I tried latest L4T 32.7.2 on my setup. Observe the same issue. I used same code and steps, as described in my original post under Test setup section.

Thanks,
Vlad.

Hi,
We will set up and try to replicate the issue first. And then do further investigation.

Hi
Please check this user guide It is for Drive platform but similar on Jetson platforms. Generally we create consumer first and then producer. And consumer can be alive to wait for producers. It is same as this demo:
Problems getting EGL Stream transferred to another process on same machine - #7 by DaneLLL

Please check if you can adapt to this standard way.

Hi,
Have you been able to replicate issue on your side according to my steps?

Hi,
No. We check the code and it is a bit strange the producer/consumer is destroyed/re-initialized in a loop but the process is still alive. It is more reasonable the producer/consumer is not destroyed if the process is alive. To re-use same producer and cosumer.

Thanks for pointing me out.

I checked this user guide. It’s the same as used in L4T documentation for 32.4.4 release. Wasn’t able to find something new there.

We’re following these guidelines. And looks like in github samples from Nvidia you’re also following them. But the difference is that in our case and in EGLStream_CUDA_CrossGPU case CUDA consumer/producer are used instead of OpenGL ones.

In my test setup (based on EGLStream_CUDA_CrossGPU) consumer was created first. As you’re suggesting.

Thanks,
Vlad.

I did that intentionally to simulate behavior closer to our real case. We can’t keep consumers always running, because they’re desktop applications. Users of the system can open/close them at will any time.

  1. Do you mean that EGL stream implementation can’t properly support dynamic creation/destroying of multiple Streams?
  2. Are there any guidelines or documentation on usage of CUDA consumer/producer with EGL Streams?

Thanks!

Hi,
The document describes the functions and the sample is for demonstration. In the sample code, the consumer/producer is initialized and destroyed along with the process. After applying the patch, the process are alive and consumer/producer is initialize and destroyed in loop. This is not same as the sample and may not work properly.
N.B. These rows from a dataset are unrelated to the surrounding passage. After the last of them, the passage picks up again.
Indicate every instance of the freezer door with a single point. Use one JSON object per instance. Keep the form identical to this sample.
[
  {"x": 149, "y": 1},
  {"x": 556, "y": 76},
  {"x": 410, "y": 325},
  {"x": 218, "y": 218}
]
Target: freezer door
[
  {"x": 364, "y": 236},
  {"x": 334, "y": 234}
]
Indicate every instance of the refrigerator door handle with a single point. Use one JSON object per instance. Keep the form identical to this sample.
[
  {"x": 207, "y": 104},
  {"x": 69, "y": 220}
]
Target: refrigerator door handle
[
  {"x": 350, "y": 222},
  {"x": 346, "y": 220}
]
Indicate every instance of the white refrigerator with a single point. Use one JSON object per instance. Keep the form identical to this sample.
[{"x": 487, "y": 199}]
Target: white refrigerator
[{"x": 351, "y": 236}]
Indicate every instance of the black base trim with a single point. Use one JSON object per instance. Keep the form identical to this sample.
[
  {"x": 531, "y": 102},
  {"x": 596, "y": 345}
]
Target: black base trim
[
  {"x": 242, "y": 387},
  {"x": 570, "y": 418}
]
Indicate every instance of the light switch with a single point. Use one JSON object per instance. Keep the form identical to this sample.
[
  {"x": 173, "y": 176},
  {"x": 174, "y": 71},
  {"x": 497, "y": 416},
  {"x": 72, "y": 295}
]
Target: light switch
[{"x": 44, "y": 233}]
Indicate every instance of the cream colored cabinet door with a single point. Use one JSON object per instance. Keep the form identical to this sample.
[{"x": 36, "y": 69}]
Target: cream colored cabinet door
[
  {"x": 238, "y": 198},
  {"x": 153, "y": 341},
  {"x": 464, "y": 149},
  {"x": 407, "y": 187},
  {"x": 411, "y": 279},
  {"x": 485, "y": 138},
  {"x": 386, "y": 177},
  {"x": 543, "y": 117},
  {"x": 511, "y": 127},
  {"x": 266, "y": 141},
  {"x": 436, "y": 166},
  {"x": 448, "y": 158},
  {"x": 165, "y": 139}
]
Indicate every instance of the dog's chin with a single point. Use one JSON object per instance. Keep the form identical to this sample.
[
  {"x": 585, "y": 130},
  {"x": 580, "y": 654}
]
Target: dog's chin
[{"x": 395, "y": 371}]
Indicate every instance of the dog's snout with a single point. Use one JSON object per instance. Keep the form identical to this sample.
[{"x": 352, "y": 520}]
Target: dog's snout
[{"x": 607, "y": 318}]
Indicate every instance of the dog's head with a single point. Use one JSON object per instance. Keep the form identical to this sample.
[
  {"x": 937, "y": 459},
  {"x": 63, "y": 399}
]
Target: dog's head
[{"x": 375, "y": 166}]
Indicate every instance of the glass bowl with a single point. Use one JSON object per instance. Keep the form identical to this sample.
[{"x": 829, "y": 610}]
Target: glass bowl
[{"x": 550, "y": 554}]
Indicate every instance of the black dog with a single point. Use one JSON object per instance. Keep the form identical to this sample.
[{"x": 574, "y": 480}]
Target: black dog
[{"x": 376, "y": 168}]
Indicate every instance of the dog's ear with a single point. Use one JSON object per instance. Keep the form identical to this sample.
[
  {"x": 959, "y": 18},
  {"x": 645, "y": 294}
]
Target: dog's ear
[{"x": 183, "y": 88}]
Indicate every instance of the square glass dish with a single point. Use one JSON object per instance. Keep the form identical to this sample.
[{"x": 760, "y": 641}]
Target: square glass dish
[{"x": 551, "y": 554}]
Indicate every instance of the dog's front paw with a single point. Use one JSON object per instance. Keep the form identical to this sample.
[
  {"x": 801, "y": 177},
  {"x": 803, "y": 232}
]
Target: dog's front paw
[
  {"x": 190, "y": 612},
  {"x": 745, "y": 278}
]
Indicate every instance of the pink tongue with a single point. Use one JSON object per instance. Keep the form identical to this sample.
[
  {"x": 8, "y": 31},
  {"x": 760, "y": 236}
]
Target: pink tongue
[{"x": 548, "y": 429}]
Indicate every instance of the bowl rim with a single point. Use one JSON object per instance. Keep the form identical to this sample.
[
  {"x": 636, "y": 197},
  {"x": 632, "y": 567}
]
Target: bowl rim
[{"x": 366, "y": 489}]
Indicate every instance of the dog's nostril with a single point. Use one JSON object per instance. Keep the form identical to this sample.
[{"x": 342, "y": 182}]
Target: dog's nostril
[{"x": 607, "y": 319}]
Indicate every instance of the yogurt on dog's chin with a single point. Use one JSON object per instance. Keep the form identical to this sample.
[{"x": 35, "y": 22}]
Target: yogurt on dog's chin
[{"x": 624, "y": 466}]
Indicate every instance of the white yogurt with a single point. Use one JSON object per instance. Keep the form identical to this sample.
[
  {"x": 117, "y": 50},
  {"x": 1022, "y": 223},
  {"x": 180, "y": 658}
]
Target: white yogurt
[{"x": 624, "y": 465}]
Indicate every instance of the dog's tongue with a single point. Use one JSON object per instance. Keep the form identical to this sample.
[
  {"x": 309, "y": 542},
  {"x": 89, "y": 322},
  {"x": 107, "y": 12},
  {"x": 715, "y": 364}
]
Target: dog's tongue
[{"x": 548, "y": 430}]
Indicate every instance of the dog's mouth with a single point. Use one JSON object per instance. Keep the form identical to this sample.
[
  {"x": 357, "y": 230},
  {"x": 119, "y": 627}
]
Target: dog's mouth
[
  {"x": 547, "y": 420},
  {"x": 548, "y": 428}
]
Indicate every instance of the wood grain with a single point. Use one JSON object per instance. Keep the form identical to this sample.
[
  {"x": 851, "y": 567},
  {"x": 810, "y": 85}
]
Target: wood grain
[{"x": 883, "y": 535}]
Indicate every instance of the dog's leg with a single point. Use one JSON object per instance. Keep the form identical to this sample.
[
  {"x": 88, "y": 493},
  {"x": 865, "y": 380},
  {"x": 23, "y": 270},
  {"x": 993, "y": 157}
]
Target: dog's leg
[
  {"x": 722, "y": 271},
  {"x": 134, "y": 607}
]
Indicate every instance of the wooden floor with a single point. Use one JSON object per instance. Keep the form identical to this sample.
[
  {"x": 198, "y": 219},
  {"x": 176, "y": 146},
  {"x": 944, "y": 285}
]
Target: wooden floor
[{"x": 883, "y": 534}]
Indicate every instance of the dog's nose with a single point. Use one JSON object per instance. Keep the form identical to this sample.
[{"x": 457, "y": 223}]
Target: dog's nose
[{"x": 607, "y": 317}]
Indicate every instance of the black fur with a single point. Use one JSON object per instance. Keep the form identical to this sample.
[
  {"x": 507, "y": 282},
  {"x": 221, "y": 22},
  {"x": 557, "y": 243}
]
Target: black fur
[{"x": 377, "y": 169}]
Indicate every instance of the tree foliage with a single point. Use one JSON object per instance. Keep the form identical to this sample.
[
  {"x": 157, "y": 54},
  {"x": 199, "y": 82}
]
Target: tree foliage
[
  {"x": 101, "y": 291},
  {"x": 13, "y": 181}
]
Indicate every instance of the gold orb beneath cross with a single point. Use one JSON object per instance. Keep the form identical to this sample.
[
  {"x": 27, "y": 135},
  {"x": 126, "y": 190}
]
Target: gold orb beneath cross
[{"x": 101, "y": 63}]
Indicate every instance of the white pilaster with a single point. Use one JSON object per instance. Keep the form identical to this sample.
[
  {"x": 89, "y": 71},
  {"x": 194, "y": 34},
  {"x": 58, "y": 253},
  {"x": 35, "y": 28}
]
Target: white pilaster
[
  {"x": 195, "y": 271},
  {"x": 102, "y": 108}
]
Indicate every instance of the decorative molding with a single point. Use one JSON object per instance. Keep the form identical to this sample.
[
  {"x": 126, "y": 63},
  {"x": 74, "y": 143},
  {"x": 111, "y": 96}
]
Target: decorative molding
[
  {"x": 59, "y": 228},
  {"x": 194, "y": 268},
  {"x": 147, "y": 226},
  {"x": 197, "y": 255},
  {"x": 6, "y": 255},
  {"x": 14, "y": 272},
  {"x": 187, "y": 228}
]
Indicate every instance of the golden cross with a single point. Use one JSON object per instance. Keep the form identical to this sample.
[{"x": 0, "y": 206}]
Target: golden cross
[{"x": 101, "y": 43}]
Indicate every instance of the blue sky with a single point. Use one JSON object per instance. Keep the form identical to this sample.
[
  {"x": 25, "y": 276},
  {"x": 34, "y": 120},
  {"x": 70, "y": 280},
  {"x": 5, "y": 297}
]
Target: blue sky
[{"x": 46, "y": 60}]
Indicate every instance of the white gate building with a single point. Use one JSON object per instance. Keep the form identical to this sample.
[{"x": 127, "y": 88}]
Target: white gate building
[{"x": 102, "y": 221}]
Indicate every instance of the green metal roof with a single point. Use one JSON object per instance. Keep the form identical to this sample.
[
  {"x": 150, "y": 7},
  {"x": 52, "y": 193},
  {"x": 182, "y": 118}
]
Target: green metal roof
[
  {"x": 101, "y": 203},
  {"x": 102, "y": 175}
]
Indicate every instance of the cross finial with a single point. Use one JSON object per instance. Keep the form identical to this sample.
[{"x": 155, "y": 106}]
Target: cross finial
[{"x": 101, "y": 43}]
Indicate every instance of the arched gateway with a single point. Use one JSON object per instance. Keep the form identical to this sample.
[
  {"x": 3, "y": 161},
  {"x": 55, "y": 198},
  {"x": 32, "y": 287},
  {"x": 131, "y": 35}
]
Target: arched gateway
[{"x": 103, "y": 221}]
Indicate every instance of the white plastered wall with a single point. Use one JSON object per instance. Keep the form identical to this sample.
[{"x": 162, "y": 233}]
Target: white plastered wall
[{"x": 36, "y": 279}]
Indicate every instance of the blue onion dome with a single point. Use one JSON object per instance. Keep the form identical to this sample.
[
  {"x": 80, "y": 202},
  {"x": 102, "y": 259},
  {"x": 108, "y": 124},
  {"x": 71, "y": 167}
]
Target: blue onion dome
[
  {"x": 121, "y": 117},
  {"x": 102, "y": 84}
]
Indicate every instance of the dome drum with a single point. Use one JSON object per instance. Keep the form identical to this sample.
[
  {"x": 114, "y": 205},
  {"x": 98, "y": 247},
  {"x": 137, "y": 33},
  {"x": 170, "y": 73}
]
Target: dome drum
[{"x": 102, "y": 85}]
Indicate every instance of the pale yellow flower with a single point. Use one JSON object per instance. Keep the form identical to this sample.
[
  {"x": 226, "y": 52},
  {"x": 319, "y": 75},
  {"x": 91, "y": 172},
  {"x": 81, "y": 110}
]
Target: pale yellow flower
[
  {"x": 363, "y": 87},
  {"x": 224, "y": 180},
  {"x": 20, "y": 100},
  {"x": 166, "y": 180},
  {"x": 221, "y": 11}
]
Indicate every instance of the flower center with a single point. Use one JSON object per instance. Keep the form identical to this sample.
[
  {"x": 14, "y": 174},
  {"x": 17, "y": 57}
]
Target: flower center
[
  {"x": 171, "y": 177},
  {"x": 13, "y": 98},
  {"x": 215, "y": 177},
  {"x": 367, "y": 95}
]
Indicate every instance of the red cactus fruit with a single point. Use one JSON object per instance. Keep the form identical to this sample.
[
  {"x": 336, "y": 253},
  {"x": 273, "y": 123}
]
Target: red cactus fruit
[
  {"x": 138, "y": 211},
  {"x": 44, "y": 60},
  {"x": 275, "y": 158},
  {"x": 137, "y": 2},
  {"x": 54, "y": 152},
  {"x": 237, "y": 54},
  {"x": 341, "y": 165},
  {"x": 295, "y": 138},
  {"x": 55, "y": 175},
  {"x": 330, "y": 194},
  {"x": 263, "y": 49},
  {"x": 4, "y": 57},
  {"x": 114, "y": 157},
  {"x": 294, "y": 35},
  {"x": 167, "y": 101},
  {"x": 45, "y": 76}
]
For your use-case, one possible solution is to have consumer/producer daemon, once you need a consumer-producer connection, can fork one child process for consumer and one child process for producer. So that after the consumer-producer connection is done, you can destroy consumer/producer and exit the processes.

This topic was automatically closed 14 days after the last reply. New replies are no longer allowed.